Saturday, June 19, 2010

The Metrics of Meekness

I know that a lot of people are getting their panties in a twist over Afghanistan, but their barely controlled panic is ridiculous.

This information will surely lead many to raise the pitch of their voice and insist that we think about heading for the exits:

A U.N. report released Saturday painted a grim picture of the security situation in Afghanistan, saying roadside bombings and assassinations have soared the first four months of the year amid ramped up military operations in the Taliban-dominated south.

The United Nations' findings appeared at odds with Pentagon assertions this week claiming slow-but-steady progress in Afghanistan — an assessment challenged by U.S. lawmakers during hearings on Capitol Hill.

This is akin to noting you've gained 5 pounds and concluding that you are taller.
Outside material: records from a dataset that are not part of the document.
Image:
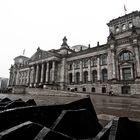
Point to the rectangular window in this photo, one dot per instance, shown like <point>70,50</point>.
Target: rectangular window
<point>126,73</point>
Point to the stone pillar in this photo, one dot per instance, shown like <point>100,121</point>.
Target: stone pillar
<point>37,74</point>
<point>137,60</point>
<point>121,74</point>
<point>81,71</point>
<point>73,72</point>
<point>89,70</point>
<point>98,69</point>
<point>32,75</point>
<point>42,73</point>
<point>53,71</point>
<point>47,73</point>
<point>113,65</point>
<point>28,76</point>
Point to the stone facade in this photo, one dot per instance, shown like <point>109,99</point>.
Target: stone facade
<point>114,66</point>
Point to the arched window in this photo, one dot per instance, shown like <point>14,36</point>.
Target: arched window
<point>123,27</point>
<point>93,89</point>
<point>117,29</point>
<point>85,63</point>
<point>104,75</point>
<point>77,77</point>
<point>77,64</point>
<point>125,56</point>
<point>130,24</point>
<point>70,78</point>
<point>94,62</point>
<point>85,77</point>
<point>70,66</point>
<point>103,59</point>
<point>94,75</point>
<point>103,90</point>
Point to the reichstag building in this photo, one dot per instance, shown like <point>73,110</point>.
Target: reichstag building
<point>114,66</point>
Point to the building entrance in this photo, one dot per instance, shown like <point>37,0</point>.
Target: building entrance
<point>126,90</point>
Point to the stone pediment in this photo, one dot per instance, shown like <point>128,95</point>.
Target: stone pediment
<point>40,54</point>
<point>126,63</point>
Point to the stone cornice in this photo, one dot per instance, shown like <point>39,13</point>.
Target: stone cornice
<point>125,17</point>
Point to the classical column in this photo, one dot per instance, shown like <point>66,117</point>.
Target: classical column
<point>81,71</point>
<point>37,74</point>
<point>98,69</point>
<point>53,71</point>
<point>73,72</point>
<point>47,73</point>
<point>137,60</point>
<point>42,73</point>
<point>89,70</point>
<point>33,75</point>
<point>113,65</point>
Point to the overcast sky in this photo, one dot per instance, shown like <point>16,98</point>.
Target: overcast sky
<point>27,24</point>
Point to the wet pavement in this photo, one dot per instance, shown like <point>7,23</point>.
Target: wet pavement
<point>105,106</point>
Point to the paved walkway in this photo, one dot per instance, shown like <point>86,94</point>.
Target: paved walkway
<point>106,106</point>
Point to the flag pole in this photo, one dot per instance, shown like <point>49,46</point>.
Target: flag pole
<point>125,9</point>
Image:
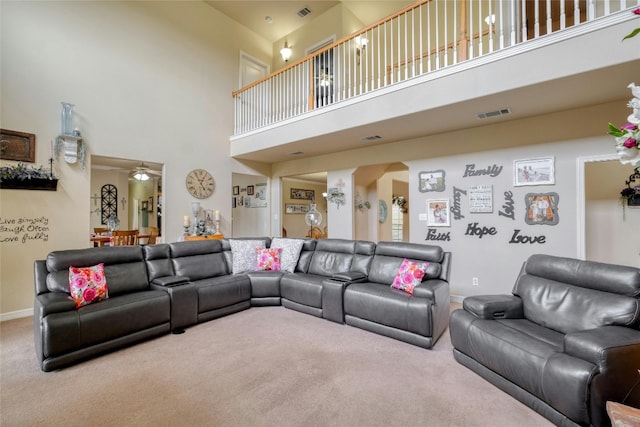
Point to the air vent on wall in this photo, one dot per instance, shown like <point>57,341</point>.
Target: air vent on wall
<point>304,12</point>
<point>495,113</point>
<point>371,138</point>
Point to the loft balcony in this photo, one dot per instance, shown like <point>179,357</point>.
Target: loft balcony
<point>439,65</point>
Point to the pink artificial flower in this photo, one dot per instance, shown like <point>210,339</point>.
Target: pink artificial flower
<point>89,294</point>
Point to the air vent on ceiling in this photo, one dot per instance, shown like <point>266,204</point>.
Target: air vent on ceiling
<point>371,138</point>
<point>304,12</point>
<point>495,113</point>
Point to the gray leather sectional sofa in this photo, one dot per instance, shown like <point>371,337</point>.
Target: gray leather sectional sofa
<point>156,289</point>
<point>564,343</point>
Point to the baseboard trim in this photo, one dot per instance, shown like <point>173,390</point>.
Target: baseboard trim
<point>456,298</point>
<point>16,314</point>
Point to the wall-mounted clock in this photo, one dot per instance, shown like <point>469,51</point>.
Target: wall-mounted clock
<point>200,184</point>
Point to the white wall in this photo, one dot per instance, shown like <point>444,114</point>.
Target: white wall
<point>149,79</point>
<point>250,217</point>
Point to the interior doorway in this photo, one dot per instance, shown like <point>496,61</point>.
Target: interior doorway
<point>298,193</point>
<point>607,231</point>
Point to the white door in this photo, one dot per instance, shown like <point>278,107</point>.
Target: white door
<point>252,106</point>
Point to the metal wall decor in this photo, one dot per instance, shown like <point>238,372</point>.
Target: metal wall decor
<point>16,145</point>
<point>431,181</point>
<point>108,202</point>
<point>541,208</point>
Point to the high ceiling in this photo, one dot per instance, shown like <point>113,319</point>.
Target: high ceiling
<point>284,14</point>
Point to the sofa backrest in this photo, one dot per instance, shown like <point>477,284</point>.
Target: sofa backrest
<point>158,259</point>
<point>199,259</point>
<point>124,268</point>
<point>570,295</point>
<point>389,255</point>
<point>226,247</point>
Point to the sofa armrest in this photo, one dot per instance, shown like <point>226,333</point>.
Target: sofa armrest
<point>349,277</point>
<point>605,346</point>
<point>170,280</point>
<point>494,306</point>
<point>54,302</point>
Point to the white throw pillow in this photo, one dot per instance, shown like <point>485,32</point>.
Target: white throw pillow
<point>290,252</point>
<point>244,254</point>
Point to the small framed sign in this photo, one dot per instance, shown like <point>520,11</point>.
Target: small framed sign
<point>538,171</point>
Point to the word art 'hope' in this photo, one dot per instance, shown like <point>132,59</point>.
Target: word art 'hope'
<point>517,238</point>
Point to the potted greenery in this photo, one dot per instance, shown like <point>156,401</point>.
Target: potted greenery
<point>23,177</point>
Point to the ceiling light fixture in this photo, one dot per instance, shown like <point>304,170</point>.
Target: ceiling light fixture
<point>285,52</point>
<point>141,176</point>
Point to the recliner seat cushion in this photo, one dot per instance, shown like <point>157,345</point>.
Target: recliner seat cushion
<point>304,289</point>
<point>222,291</point>
<point>574,308</point>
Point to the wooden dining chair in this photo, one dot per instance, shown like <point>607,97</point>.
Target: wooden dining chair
<point>124,237</point>
<point>153,235</point>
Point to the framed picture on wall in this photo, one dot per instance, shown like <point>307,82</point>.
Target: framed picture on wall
<point>542,208</point>
<point>438,213</point>
<point>538,171</point>
<point>299,193</point>
<point>431,181</point>
<point>296,208</point>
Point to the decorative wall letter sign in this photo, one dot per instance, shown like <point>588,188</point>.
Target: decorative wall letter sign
<point>434,235</point>
<point>509,210</point>
<point>517,238</point>
<point>492,171</point>
<point>542,208</point>
<point>473,229</point>
<point>455,209</point>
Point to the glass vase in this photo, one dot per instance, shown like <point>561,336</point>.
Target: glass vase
<point>66,119</point>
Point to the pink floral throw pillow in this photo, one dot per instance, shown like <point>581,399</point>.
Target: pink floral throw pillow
<point>268,259</point>
<point>409,275</point>
<point>88,284</point>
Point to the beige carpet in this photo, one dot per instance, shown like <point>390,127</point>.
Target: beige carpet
<point>261,367</point>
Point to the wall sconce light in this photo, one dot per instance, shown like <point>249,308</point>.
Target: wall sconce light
<point>335,195</point>
<point>361,45</point>
<point>285,52</point>
<point>490,20</point>
<point>69,142</point>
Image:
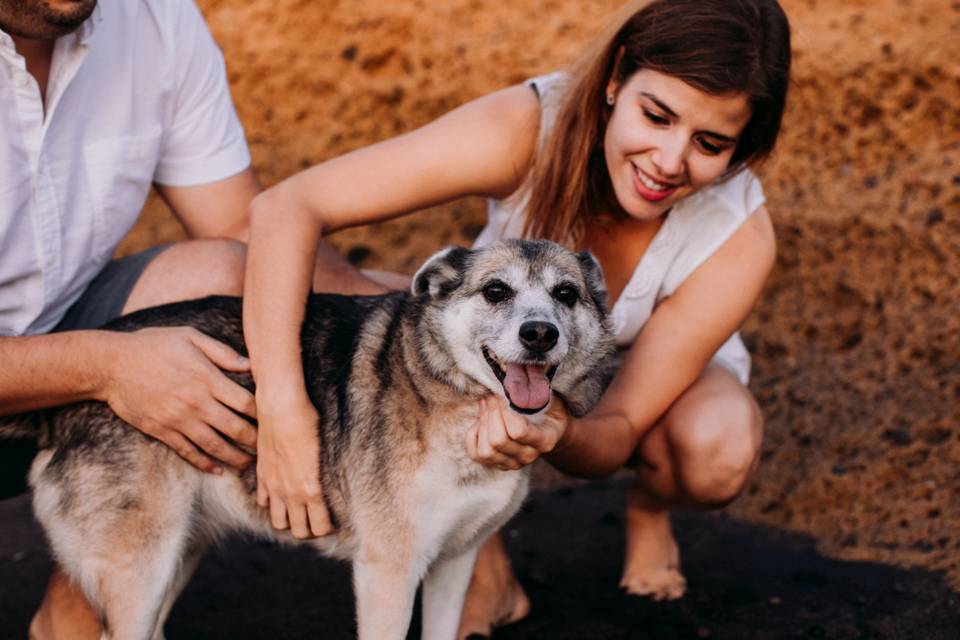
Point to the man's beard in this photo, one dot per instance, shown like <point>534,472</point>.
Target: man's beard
<point>39,20</point>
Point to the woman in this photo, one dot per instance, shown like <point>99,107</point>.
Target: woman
<point>641,156</point>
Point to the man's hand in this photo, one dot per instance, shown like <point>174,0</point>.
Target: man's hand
<point>288,465</point>
<point>504,439</point>
<point>166,382</point>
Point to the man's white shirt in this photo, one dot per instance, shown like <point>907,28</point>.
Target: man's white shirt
<point>138,94</point>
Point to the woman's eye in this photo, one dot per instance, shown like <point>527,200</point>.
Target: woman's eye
<point>566,294</point>
<point>654,118</point>
<point>710,148</point>
<point>496,292</point>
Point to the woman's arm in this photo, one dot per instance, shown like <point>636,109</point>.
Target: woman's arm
<point>669,353</point>
<point>482,148</point>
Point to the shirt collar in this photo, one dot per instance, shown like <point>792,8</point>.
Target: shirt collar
<point>89,26</point>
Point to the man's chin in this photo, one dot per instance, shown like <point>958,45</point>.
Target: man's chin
<point>47,21</point>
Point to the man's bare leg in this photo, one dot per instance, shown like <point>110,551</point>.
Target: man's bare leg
<point>186,270</point>
<point>495,597</point>
<point>699,455</point>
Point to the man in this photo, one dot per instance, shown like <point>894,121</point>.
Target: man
<point>96,104</point>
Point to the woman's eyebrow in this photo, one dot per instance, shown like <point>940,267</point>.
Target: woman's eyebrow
<point>659,103</point>
<point>713,134</point>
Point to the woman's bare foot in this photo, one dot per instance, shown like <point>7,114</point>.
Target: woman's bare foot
<point>64,613</point>
<point>495,597</point>
<point>652,565</point>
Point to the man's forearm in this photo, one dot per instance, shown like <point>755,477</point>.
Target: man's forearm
<point>49,370</point>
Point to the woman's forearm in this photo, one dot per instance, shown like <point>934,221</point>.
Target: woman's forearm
<point>280,266</point>
<point>594,446</point>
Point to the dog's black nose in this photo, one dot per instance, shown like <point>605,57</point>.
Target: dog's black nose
<point>538,336</point>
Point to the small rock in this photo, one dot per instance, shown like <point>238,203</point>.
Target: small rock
<point>922,546</point>
<point>358,254</point>
<point>899,437</point>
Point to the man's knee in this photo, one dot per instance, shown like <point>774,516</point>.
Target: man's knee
<point>717,447</point>
<point>188,270</point>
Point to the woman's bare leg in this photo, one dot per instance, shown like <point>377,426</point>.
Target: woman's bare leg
<point>699,455</point>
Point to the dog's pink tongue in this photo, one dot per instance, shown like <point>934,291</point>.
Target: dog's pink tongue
<point>527,385</point>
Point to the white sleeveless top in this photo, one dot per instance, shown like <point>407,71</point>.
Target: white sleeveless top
<point>695,228</point>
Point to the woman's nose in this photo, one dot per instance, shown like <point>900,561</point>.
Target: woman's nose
<point>670,156</point>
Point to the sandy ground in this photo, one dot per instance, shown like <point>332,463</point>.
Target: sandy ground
<point>855,339</point>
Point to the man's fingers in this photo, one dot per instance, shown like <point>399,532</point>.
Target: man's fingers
<point>186,450</point>
<point>278,513</point>
<point>233,395</point>
<point>319,515</point>
<point>219,353</point>
<point>229,423</point>
<point>297,515</point>
<point>263,496</point>
<point>211,443</point>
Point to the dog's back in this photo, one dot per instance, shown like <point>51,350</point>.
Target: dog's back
<point>395,380</point>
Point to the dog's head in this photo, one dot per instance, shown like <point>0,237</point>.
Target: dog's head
<point>522,318</point>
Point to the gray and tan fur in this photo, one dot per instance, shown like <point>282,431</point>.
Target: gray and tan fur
<point>395,379</point>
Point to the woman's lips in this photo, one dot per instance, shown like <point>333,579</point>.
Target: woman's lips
<point>644,186</point>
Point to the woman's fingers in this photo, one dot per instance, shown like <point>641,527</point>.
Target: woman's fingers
<point>319,518</point>
<point>278,513</point>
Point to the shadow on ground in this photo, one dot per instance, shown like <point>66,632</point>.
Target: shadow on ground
<point>746,581</point>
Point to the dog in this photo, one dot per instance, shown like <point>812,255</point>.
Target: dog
<point>396,380</point>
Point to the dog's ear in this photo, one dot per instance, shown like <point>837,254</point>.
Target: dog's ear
<point>441,273</point>
<point>593,275</point>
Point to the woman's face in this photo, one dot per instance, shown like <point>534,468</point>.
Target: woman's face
<point>667,140</point>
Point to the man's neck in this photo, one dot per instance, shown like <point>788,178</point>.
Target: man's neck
<point>39,57</point>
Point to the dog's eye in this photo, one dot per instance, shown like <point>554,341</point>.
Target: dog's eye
<point>566,294</point>
<point>496,292</point>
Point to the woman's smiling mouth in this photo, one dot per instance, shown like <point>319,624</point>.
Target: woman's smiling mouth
<point>650,189</point>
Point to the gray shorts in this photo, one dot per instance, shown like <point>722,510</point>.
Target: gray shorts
<point>102,301</point>
<point>108,292</point>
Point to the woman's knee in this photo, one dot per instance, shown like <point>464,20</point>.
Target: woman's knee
<point>191,269</point>
<point>716,445</point>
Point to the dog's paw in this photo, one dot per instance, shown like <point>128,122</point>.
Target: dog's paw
<point>660,583</point>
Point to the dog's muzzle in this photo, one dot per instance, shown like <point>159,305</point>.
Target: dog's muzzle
<point>526,385</point>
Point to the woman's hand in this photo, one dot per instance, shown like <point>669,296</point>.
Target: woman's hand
<point>505,439</point>
<point>167,382</point>
<point>288,466</point>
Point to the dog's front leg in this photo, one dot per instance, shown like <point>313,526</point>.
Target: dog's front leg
<point>444,590</point>
<point>385,590</point>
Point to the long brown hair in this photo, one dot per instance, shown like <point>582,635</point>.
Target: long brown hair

You need to use the right measurement, and the level of violence is not a measure of whether we are winning a war. Consider the level of violence in France on June 5, 1944 and on June 6, 1944. Would you really insist that the dramatic spike in violence in France starting on June 6, 1944 meant that we were losing the war against the Nazis? Of course not, it would be stupid.
 
Likewise, the issue of winning and losing is separate from both the questions of what the level of violence is and whether the Taliban is stronger ("resurgent") or weaker over time.

The ultimate objective is to win and winning will dramatically lower the level of violence, of course. But that metric is a result of victory and not a metric of determining whether we are on the way to victory, or not.

Too many people here, like they were in regard to the Iraq War, are so eager to run away that they will seize on numbers they don't truly understand to justify retreat from Afghanistan.

Gosh, remember the days when Afghanistan was the "good war" we had to win?